We didn’t think we needed to publish this but as we’ve have been contacted by so many clients and other parties this week, now we thought we’d share a summary of some practical information and guidance around the GDPRs and the privacy laws. Note: this is not legal advice, as obviously you need to know each client’s particular business arrangements, technology platform and circumstances and then apply the relevant laws.
Please note since the GDPRs came out in the European Union (EU) last Friday (25/5/2018), materially, they will only affect Australian businesses who broadly:
· have an establishment in the EU,
· if they offer goods and services in the EU, or
· if they monitor the behaviour of individuals in the EU.
Are Australian businesses affected by the GDPRs?
- modern Australian-based businesses’ potential for international commerce with individual consumers (whether by direct trade, websites, Apps or otherwise)
- plus their future capabilities & any expanded markets or services offering; and
- if you want subscribe to ‘best practice’,
By the way, if you are required to be GDPR-compliant, the legal and financial risks in not doing so are massive (and uninsurable). https://www.eugdpr.org/gdpr-faqs.html
This is of course in addition to the reputational damage that will inevitably occur in this modern, ultrafast-paced world. As a recent case in point, just ask Roseanne Barr…

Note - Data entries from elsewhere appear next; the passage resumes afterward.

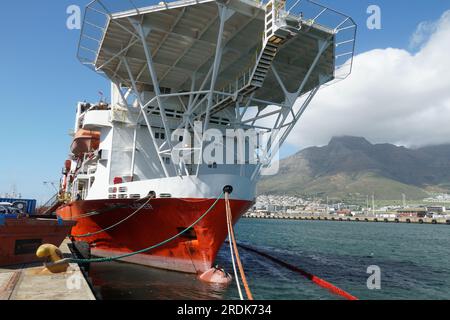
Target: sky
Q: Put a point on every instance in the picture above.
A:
(398, 92)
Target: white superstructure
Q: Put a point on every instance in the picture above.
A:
(183, 68)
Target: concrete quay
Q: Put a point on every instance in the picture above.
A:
(329, 217)
(34, 282)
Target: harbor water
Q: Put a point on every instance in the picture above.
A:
(413, 260)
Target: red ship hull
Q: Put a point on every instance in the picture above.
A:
(162, 218)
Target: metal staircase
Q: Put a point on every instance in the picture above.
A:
(274, 37)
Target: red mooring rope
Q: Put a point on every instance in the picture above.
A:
(320, 282)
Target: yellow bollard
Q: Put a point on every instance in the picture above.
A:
(52, 256)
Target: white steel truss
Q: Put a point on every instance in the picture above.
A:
(237, 102)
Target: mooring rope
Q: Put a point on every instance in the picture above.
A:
(236, 251)
(115, 258)
(231, 250)
(320, 282)
(114, 225)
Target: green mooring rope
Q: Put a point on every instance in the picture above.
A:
(114, 258)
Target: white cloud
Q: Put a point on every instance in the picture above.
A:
(392, 96)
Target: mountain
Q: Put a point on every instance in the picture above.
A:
(353, 165)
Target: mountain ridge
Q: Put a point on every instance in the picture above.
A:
(353, 165)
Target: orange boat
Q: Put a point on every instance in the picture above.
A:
(20, 237)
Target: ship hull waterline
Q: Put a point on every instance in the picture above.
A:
(193, 252)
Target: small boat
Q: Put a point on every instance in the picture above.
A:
(22, 235)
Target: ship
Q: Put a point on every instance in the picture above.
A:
(184, 75)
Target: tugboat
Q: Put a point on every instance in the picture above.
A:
(177, 70)
(21, 234)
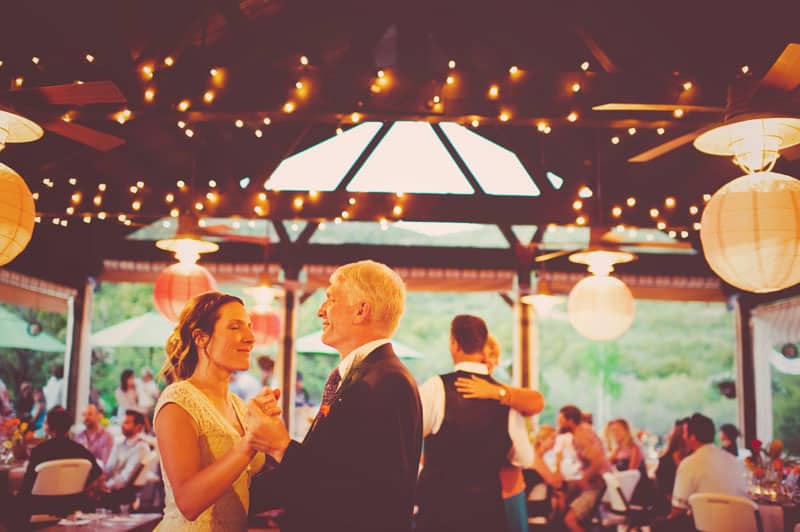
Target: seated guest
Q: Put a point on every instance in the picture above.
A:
(94, 437)
(525, 401)
(727, 436)
(707, 469)
(126, 456)
(668, 461)
(624, 453)
(58, 446)
(584, 493)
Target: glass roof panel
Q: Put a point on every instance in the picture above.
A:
(323, 165)
(497, 169)
(410, 159)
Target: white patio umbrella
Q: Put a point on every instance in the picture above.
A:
(148, 330)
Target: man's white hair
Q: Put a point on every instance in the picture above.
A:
(379, 286)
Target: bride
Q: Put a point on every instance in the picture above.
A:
(210, 441)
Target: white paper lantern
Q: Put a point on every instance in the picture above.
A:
(751, 232)
(600, 307)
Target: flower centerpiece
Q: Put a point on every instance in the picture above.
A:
(768, 467)
(17, 434)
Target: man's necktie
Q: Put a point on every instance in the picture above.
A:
(328, 392)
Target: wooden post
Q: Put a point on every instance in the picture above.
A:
(78, 358)
(745, 370)
(286, 365)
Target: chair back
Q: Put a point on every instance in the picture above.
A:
(66, 476)
(619, 488)
(720, 512)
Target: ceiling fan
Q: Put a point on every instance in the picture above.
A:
(607, 247)
(23, 110)
(767, 108)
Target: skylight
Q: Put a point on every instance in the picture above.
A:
(497, 169)
(410, 159)
(322, 166)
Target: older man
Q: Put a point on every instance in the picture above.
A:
(94, 437)
(357, 466)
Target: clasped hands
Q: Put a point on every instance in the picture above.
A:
(264, 428)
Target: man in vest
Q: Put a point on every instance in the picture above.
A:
(466, 443)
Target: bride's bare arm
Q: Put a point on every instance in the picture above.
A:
(195, 489)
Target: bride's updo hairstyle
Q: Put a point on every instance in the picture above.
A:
(200, 314)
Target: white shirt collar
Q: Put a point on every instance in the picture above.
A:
(472, 367)
(357, 354)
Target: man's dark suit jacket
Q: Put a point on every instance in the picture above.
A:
(356, 470)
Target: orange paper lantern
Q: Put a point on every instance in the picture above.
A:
(177, 284)
(17, 214)
(751, 232)
(600, 307)
(266, 326)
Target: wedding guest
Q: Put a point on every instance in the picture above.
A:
(126, 394)
(467, 442)
(707, 469)
(357, 467)
(728, 434)
(208, 438)
(525, 401)
(583, 493)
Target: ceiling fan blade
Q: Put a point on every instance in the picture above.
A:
(784, 75)
(656, 107)
(77, 93)
(90, 137)
(667, 147)
(554, 254)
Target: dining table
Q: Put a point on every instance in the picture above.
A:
(102, 522)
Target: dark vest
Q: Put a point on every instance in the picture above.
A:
(462, 461)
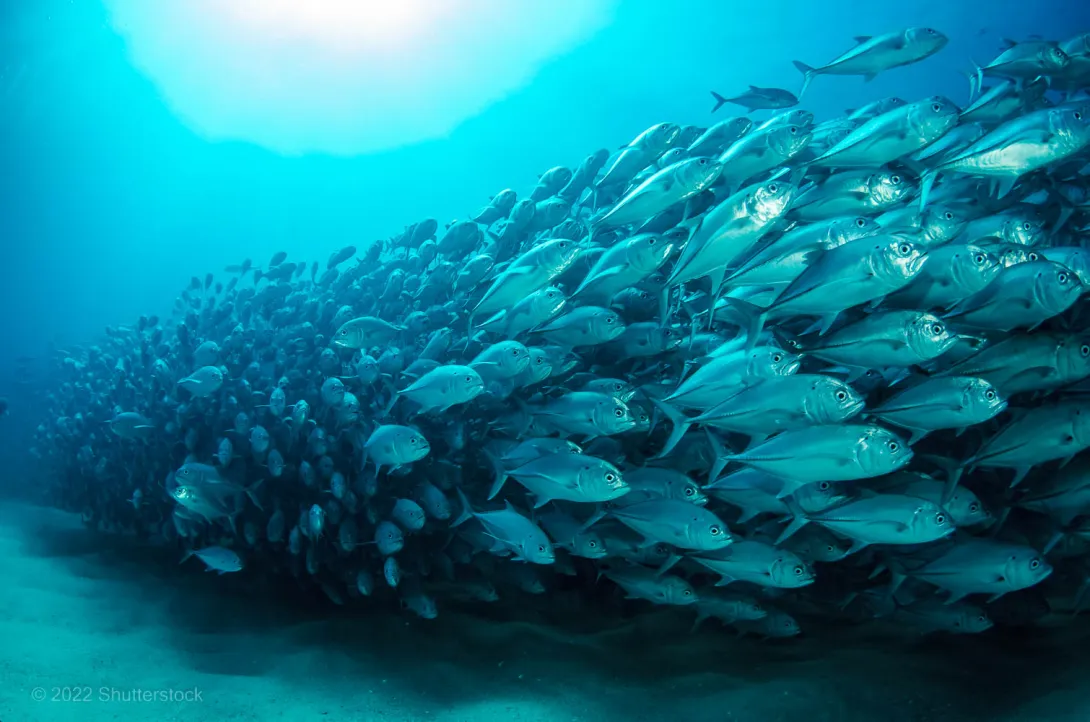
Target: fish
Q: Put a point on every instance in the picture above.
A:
(219, 560)
(837, 362)
(759, 98)
(874, 55)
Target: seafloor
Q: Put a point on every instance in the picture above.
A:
(87, 615)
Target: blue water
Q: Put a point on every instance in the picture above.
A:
(111, 201)
(114, 192)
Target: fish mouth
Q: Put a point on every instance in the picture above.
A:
(917, 264)
(855, 408)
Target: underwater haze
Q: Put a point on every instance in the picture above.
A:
(585, 360)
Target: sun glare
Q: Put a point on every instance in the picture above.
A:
(344, 76)
(344, 24)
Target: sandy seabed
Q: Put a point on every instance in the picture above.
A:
(96, 627)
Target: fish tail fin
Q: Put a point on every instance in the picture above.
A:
(597, 516)
(252, 493)
(718, 453)
(498, 470)
(799, 519)
(954, 470)
(1000, 521)
(808, 74)
(927, 182)
(754, 316)
(680, 425)
(719, 100)
(467, 509)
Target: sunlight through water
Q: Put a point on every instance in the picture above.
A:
(344, 76)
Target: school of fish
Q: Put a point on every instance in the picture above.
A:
(773, 372)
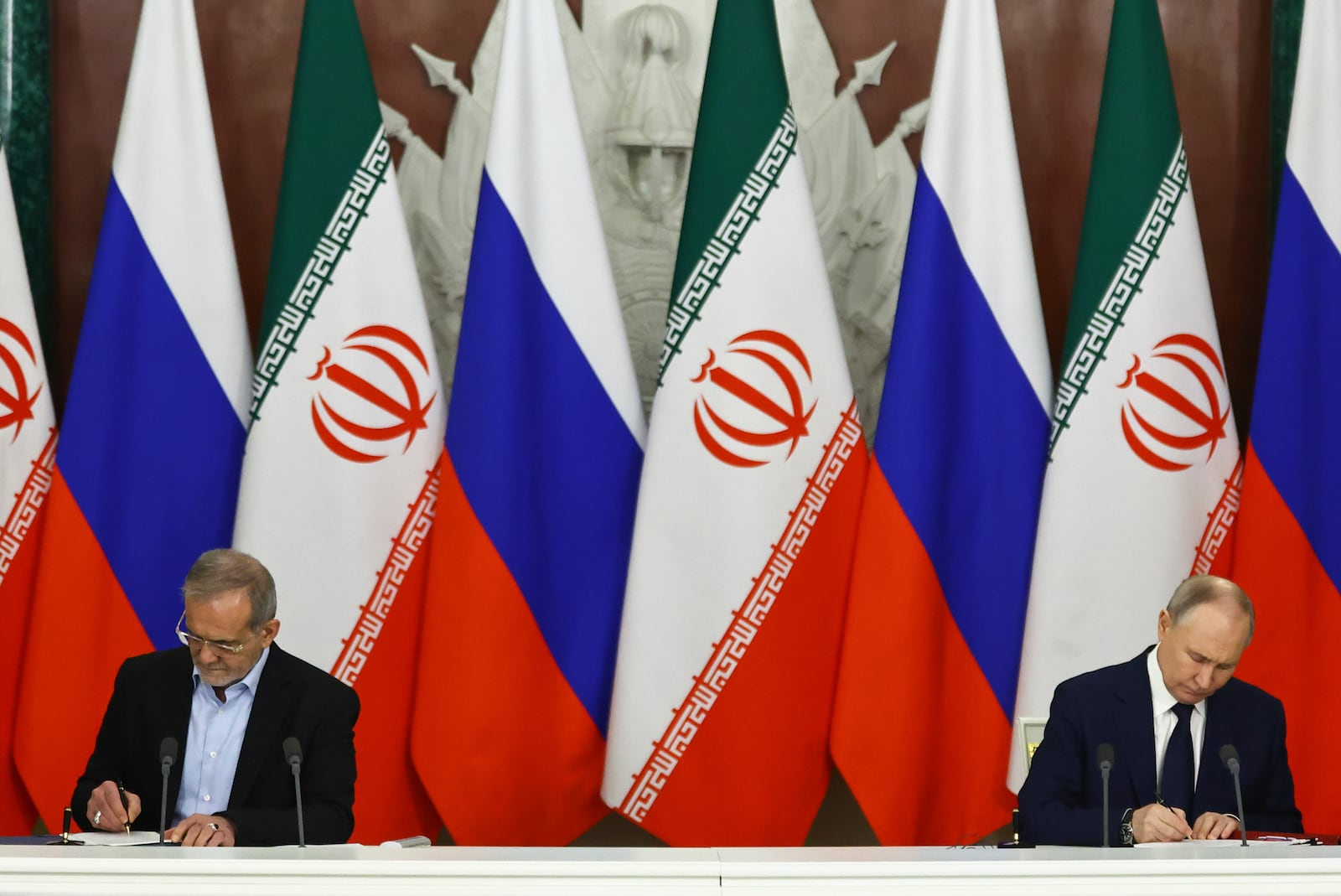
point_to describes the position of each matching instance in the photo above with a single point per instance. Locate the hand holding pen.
(111, 806)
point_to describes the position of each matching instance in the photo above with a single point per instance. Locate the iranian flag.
(339, 480)
(751, 483)
(27, 453)
(1144, 464)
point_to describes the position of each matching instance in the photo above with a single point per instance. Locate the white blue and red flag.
(153, 428)
(536, 513)
(940, 580)
(1287, 550)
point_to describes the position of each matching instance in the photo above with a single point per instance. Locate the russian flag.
(1287, 550)
(936, 614)
(536, 514)
(152, 438)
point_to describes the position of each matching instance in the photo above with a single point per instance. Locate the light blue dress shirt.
(214, 742)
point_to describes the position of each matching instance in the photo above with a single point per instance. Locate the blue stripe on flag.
(1296, 427)
(963, 443)
(545, 459)
(149, 443)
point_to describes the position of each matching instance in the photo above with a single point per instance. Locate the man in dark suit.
(1167, 714)
(231, 697)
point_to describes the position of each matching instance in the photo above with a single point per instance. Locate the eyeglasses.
(218, 647)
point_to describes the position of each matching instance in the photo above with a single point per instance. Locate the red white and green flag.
(1144, 466)
(27, 453)
(339, 476)
(751, 484)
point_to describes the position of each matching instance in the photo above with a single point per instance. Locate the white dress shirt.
(1164, 722)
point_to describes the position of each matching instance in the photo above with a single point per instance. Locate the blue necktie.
(1179, 777)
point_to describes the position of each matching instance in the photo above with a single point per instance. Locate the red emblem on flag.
(759, 400)
(15, 400)
(369, 393)
(1179, 402)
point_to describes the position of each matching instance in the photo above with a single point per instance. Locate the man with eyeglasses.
(232, 697)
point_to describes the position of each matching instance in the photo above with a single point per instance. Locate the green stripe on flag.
(744, 97)
(1140, 256)
(333, 118)
(1137, 136)
(726, 241)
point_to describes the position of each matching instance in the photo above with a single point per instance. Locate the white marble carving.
(637, 74)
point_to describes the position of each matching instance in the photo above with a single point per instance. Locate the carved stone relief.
(637, 74)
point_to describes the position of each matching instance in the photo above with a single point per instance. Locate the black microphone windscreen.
(1105, 754)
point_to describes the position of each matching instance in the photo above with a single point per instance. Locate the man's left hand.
(203, 831)
(1213, 825)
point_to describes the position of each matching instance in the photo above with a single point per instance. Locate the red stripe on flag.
(918, 733)
(503, 746)
(17, 809)
(758, 766)
(389, 801)
(80, 629)
(1298, 616)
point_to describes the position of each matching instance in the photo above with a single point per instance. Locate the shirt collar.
(247, 681)
(1160, 695)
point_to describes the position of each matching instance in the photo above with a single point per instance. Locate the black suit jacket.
(1061, 801)
(152, 701)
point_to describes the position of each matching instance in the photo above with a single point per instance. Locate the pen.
(125, 802)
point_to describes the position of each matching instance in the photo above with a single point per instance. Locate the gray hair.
(225, 570)
(1207, 589)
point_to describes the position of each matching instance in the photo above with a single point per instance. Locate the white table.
(453, 869)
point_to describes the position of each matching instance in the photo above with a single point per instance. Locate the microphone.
(167, 757)
(1105, 764)
(1230, 757)
(294, 757)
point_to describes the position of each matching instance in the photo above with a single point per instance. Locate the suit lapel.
(274, 694)
(1214, 785)
(1136, 722)
(181, 692)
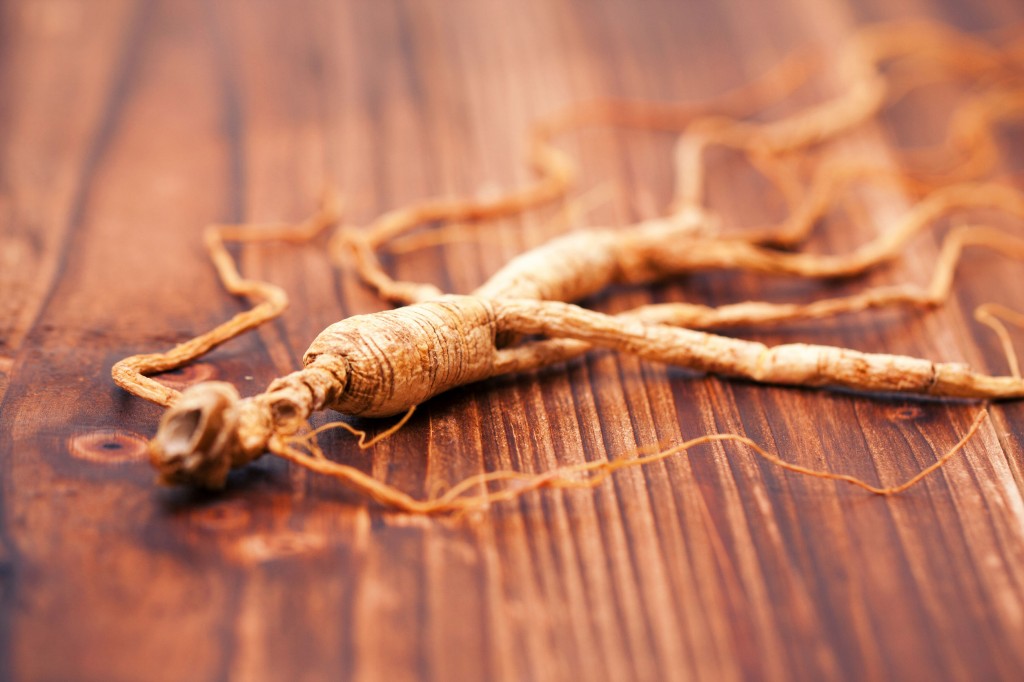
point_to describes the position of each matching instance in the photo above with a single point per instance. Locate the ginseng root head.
(198, 438)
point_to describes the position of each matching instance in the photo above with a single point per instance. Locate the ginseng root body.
(387, 363)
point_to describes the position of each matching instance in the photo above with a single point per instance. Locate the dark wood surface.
(127, 126)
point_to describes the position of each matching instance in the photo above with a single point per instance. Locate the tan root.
(387, 363)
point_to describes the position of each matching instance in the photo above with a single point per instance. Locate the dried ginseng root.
(387, 363)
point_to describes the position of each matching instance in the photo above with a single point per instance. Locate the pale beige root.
(397, 358)
(794, 364)
(271, 301)
(130, 372)
(584, 475)
(555, 170)
(588, 261)
(210, 429)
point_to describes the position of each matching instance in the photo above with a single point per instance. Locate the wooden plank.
(710, 566)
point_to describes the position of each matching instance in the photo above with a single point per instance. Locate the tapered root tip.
(198, 436)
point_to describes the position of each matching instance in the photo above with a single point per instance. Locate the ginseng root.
(387, 363)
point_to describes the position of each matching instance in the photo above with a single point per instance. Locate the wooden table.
(127, 126)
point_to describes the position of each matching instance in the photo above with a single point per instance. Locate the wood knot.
(109, 446)
(221, 517)
(183, 377)
(905, 414)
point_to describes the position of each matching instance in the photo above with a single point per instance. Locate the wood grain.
(126, 126)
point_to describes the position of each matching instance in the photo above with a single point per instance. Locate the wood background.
(125, 126)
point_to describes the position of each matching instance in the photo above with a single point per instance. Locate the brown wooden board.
(127, 126)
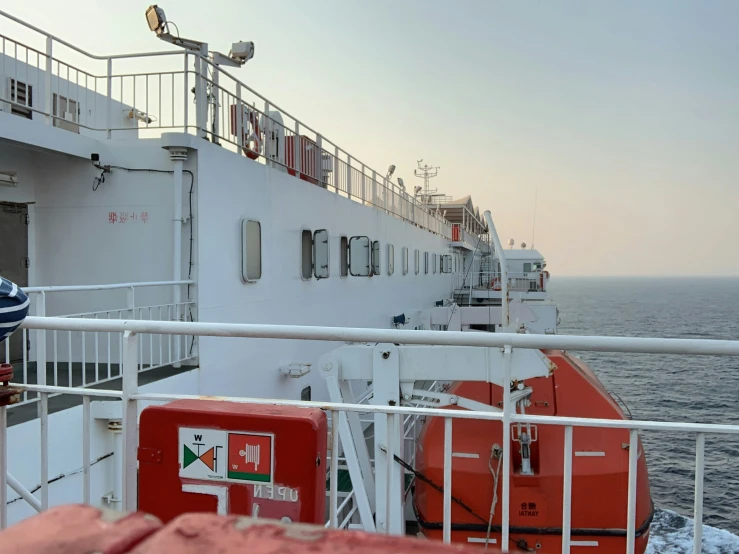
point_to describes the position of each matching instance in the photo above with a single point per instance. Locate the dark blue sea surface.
(702, 389)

Status of the the Australian Privacy Act
Further, for anyone that isn’t aware of such, the Australian Privacy Act has had two substantive amendments since 2014; namely:
- On 12 March 2014 there was a new set of Australian Privacy Principles (APPs); and
- On 22 February 2018 the Notifiable Data Breaches scheme was implemented by the Office of the Australian Information Commissioner (OAIC). https://www.oaic.gov.au/agencies-and-organisations/business-resources/privacy-business-resource-21-australian-businesses-and-the-eu-general-data-protection-regulation
For your ease of reference, here’s a link to the OAIC’s very helpful article on “Australian Businesses and the GDPRs” https://www.oaic.gov.au/agencies-and-organisations/business-resources/privacy-business-resource-21-australian-businesses-and-the-eu-general-data-protection-regulation
What your business can do to help ensure it’s GDPR-compliant
Further please note, if your business does not have a ‘business presence’ in the EU, it will generally also have to appoint a ‘representative’ established in the EU member states.
You will also need to undertake a ‘data impact assessment’ and evaluate your current technology platforms and make sure your business has an end-to-end compliance.
For example do you have technology platforms and data storage systems (GoogleDrive, DropBox, MailChimp anyone?) that would hold, maintain or access ‘personal information’ and which uses the cloud, and
- that’s assuming you truly understand what “the cloud” is https://www.zdnet.com/article/what-is-cloud-computing-everything-you-need-to-know-from-public-and-private-cloud-to-software-as-a/); and
- if they are in the cloud, do you know if those providers have cloud-servers that are only situated in Australia (such as Microsoft’s Azure)?
- you’ll also have to identify key people who will be effectively your ‘controllers’ and if you outsource any of your data that contains ‘personal data/identifiers, your third-party ‘processors’ e.g. contractors or external service providers.